Le passé conditionne le présent

·        La veille de son troisième mariage, Laurent s'est effondré et a failli renoncer.

« J'étais terrifié : deux mariages, deux enfants, deux échecs, et si ça recommence ? Je me connais, je m'emballe vite, j'idéalise et je me lasse au bout de quatre ou cinq ans, comme si je devais quitter un film qui ne raconte plus mon histoire. » 
Son histoire, Laurent la connaît encore mieux après trois ans de thérapie. Son père qui part sans laisser d'adresse l'année de ses 6 ans, sa mère qui l'élève « dans une haine incroyable des hommes » et qui ponctue son éducation de sentences terribles : « Tous les mêmes, pas un pour rattraper l'autre. » 
Pas un, pas même ce fils si désireux de montrer à sa mère qu'elle se trompe et qui, adulte, ne se pardonne pas de lui donner raison. « Sans thérapie, je n'aurais pas eu le courage de regarder seul dans mon histoire, il y avait trop de haine, trop de fantômes. Aujourd'hui, je ne parviens pas à croire que je suis sorti du cercle vicieux séduction-abandon. Pourtant, je suis marié depuis trois ans et tout va bien. Marie ne ressemble en rien aux femmes que j'ai aimées avant, j'avance sur un terrain inconnu. Peut-être la malédiction est-elle enfin rompue... »

·        Remonter le cours de son histoire

Comme Laurent, nombreux sont ceux qui se sentent pris dans un scénario de répétition douloureux
Que ce soit dans leur vie professionnelle, familiale ou amoureuse. 
Louise, 37 ans, architecte, passionnée par son travail, avoue : « Je me mets dans des situations impossibles, j'accumule les retards, ce qui finit généralement en conflit avec mes clients et mon patron, qui m'a même proposé les services d'un coach pour déblayer le terrain. » D'abord, elle refuse cette proposition jugée « infantilisante », mais elle finit par reconnaître que c'est le bon moment « pour faire l'inventaire de ce qui ne va pas ». 
Remonter dans son histoire pour y découvrir les noeuds, les non-dits et tous les messages qui la parasitent, c'est en effet le premier pas à accomplir quand on se sent condamné à répéter des comportements qui génèrent de la souffrance.

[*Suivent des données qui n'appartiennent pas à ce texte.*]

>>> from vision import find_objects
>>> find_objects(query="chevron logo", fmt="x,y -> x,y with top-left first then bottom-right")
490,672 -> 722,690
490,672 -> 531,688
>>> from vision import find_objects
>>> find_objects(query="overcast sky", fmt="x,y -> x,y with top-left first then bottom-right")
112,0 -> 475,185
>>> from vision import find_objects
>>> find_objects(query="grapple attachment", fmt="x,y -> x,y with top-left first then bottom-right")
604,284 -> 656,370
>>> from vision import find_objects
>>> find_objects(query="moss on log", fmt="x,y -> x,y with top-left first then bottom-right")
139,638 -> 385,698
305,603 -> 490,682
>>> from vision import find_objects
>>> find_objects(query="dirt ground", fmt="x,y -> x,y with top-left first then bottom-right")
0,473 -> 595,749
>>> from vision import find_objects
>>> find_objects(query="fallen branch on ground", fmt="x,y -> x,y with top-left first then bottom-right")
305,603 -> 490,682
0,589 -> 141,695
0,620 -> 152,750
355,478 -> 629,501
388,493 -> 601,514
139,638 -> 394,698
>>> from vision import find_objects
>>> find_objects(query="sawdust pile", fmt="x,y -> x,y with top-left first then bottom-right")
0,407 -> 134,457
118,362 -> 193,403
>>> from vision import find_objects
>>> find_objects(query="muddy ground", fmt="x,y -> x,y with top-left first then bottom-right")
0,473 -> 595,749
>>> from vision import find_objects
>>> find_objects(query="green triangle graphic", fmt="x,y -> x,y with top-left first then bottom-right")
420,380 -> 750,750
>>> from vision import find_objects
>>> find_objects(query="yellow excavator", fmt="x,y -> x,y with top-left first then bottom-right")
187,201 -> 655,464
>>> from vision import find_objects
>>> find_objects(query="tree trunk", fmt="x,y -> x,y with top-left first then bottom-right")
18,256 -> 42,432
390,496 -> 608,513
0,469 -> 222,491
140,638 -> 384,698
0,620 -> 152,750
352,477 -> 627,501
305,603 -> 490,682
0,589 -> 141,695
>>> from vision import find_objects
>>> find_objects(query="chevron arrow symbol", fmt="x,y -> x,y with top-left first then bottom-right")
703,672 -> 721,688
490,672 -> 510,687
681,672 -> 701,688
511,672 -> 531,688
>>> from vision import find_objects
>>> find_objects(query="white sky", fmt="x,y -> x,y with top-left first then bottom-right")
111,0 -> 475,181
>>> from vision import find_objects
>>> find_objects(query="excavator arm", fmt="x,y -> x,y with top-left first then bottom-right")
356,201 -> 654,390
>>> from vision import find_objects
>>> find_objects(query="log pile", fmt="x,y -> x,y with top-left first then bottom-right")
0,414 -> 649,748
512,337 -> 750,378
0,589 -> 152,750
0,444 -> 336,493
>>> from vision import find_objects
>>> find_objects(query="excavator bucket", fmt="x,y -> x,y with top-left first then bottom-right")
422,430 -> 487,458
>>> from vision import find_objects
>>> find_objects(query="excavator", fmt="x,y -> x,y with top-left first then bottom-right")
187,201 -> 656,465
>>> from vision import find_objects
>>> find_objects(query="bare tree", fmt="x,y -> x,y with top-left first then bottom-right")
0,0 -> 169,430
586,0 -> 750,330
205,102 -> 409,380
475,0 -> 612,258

Sortir des rôles que l’on nous attribue.

Déjouer les rôles préétablis

« Lorsque nous sommes petits, nos parents et notre famille sont la vie même, explique Chantal Rialland, psychothérapeute spécialisée en psychogénéalogie. Et grandir, c'est devenir comme eux. En les imitant, l'enfant cherche inconsciemment à être reconnu par le cercle familial, à se faire aimer, car il désire par-dessus tout l'amour de sa mère et de son père. » 
En grandissant, l'enfant reprend à son compte les étiquettes que lui attribue son entourage : le petit sportif, la rêveuse, le garçon manqué, l'intello... Ces dénominations, plus ou moins valorisantes mais toujours réductrices, lui servent de carte d'identité. Passeport précieux dans un monde où, pour se faire accepter, il jouera le rôle qu'il connaît le mieux : celui que lui a attribué sa famille. 
Inès, 36 ans, aujourd'hui guide de haute montagne, a dû régulièrement se mettre en situation d'échec lors de concours administratifs de haut niveau pour pouvoir se libérer du destin que ses parents avaient choisi pour elle
« A 4 ans, je lisais les livres de la "Bibliothèque rose", à 6, je récitais les fables de La Fontaine, j'étais "l'intello", toujours dans ses bouquins. Mais j'étais aussi très casse-cou et très sportive. J'ai dû faire une croix sur mes aptitudes physiques. Il était hors de question de devenir "prof de gym", comme disait ma mère en faisant la grimace. J'ai suivi le chemin tracé et, de 17 à 25 ans, j'ai vécu l'enfer : échecs aux concours, mensonges aux parents. Et puis j'ai rencontré mon mari, un guide de haute montagne. J'ai changé de vie, je suis enfin devenue "moi". J'ai cessé de vouloir ressembler aux femmes de ma famille, des intellectuelles bourgeoises. »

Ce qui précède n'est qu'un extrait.